Sam drank from the chalice last, leaving just enough for one more person.
“When I came here to your church,” Reverend Zachariah began, “you all took me in as one of your own. You never asked me to prove myself or put me through a trial. You just let me lead you, and I thank you for that. Serving you all tonight has been the greatest honor of my life.”
Reverend Zachariah surveyed the scene around him as he lifted the glass for one final toast. The empty bodies of his lambs lay slumped in their pews while Sam and Josiah sat on either side of the stage having already passed themselves. It was a slow drug, the one they had agreed on for the wine, but it was quick enough to spare them any pain. Moment after moment, the good Zachariah’s flock drifted off into glory, waiting now just on him to finish the task.
With a final toast raised high, Reverend Zachariah spoke his own parting words.
“I love you all. It was by far the hardest thing I have ever had to endure, the greatest test of my faith, watching you all depart ahead of me tonight, but I am thankful that I can now join you in eternity,” he concluded.
Yet he was too late. The sound that Zachariah had feared all night made itself known with a banging of the great wooden doors at the back of the church. The rattling gave him such a fright that he at once dropped the glass to the floor, spilling out the last of the wine. He dropped to the floor and at once started lapping up what he could, running his lips over the dusty floorboards of the Midwestern church, but the dry, desolate winds of late had sucked any moisture out of the air and caused the wine to evaporate almost as soon as it touched the ground. There would not be enough.

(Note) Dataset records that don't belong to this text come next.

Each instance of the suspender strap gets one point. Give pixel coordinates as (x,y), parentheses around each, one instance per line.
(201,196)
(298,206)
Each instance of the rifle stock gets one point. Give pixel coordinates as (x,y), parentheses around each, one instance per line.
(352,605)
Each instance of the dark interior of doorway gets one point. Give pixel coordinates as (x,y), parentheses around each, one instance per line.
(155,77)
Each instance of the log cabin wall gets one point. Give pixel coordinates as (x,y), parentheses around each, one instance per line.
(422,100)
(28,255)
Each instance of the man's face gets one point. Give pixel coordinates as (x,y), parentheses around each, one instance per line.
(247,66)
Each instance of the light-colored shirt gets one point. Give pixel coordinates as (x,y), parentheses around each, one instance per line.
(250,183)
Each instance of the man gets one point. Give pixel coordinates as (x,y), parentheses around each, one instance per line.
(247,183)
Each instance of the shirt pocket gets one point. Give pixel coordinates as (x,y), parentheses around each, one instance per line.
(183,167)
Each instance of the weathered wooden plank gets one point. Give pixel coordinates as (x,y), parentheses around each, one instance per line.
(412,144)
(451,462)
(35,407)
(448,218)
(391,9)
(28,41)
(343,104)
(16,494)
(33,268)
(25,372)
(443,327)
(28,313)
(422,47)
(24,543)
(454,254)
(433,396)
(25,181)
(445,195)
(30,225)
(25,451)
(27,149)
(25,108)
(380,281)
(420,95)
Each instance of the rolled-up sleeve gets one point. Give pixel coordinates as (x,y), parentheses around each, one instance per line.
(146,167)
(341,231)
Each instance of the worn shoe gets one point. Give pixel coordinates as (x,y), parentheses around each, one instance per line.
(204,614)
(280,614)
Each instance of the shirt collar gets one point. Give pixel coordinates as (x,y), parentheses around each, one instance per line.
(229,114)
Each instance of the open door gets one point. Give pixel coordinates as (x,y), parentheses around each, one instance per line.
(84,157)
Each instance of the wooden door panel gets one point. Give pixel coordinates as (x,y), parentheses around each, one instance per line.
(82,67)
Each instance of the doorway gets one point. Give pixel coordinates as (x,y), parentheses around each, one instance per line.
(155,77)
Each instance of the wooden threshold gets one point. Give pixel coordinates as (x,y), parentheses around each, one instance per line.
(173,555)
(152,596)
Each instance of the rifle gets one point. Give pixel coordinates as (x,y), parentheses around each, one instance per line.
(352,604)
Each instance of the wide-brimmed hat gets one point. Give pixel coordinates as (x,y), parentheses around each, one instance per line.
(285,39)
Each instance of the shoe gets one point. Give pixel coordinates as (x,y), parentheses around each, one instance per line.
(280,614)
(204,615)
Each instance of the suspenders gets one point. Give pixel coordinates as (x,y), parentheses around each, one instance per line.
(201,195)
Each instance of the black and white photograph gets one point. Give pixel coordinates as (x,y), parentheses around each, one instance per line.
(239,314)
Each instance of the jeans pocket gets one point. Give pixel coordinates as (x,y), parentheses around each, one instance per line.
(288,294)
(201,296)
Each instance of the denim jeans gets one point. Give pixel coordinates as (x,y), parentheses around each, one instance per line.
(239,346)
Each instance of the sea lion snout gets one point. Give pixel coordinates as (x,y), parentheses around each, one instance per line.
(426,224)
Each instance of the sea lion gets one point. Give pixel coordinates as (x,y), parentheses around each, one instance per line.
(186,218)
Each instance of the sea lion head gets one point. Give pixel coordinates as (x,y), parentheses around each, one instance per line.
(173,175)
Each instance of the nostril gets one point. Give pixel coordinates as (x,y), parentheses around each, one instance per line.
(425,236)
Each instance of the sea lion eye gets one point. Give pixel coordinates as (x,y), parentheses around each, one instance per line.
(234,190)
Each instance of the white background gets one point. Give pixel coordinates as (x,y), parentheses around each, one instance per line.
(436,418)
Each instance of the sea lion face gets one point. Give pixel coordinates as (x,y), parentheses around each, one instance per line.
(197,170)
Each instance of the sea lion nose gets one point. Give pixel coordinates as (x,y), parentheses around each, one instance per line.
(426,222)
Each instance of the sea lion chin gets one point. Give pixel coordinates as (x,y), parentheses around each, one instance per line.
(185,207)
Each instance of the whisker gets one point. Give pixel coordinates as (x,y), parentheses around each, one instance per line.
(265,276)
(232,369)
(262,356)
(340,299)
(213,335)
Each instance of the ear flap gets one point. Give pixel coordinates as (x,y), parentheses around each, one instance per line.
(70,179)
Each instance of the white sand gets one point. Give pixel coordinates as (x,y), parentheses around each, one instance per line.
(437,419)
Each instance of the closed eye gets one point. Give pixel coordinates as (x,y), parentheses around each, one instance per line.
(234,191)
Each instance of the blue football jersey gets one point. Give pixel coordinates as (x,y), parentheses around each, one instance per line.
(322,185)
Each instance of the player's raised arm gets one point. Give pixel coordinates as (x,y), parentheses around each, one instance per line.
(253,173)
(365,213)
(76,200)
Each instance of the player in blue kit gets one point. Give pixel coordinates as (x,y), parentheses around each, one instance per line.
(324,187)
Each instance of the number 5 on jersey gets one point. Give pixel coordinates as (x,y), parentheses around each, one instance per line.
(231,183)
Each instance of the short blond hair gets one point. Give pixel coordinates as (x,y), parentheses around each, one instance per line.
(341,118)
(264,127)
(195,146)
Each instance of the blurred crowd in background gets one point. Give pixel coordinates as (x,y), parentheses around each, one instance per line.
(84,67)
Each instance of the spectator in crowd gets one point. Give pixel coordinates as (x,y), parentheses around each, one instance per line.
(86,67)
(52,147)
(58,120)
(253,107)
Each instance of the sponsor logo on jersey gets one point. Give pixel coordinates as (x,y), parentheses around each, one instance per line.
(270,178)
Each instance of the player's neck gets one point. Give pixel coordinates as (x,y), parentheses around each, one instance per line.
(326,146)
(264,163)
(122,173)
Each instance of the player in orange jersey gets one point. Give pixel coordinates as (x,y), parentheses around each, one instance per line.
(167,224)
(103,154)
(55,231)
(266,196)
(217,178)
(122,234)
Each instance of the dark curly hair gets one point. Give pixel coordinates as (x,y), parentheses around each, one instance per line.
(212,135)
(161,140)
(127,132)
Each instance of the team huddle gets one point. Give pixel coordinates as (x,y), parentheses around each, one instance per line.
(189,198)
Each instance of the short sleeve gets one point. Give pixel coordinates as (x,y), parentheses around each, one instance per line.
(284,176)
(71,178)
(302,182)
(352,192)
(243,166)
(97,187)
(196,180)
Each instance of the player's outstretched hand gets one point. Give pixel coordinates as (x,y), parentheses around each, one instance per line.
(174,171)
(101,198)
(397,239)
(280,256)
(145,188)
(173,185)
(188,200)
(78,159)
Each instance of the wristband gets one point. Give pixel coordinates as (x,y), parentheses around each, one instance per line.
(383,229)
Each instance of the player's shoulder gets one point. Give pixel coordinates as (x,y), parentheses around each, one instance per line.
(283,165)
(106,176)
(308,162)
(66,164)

Zachariah’s pallor and sunken features took on a new horror as the cold calculations shocked him into a state of hyper awareness. It was finished. The reverend had no choice now but to endure what was to come. As the forces outside shook at the door, Reverend Zachariah calmly stepped down from his podium and lifted the lid to the casket.
“Blessed are the dead,” he said aloud, “for they shall be raised again.”
The aged reverend lifted himself into the casket just as the doors to the church gave way. Perhaps they will deal with me quickly, he thought to himself. Perhaps they will just leave me be.
The unholy shrieks of formless terrors enveloped the church and the casket in which Reverend Zachariah took refuge. He had heard from the earliest witnesses that these monstrosities defied biology and geometry as mankind understood the sciences, yet few who saw them retained reason or sense long enough to form a concept of these impossible nightmares. Wicked howls and a slapping like bat wings upon the wood of the casket signaled to Zachariah that the great horrors had arrived.
A man of faith such as himself tried to blink away the nightmarish beings that he imagined, but it was no use. What was worse was the ever-deepening need to see them with his own eyes. An obsessive urge pushed Zachariah’s hand up to the lid of the coffin, though he paused just before opening it. Gusts like hurricane winds were deafening. Curses and wails resounded throughout the countryside as ancient evils took over, still pouring from whatever abyss they had crawled from.
Though Zachariah did not see the most unnatural of the horrors when he lifted the lid just enough to see through, what he saw by the burning fires of the world outside was still to his great terror. The last image Zachariah saw while alive was the bodies of his church rising, following the horror out into the conflagrated world that was black as night with a wind of ash and soot.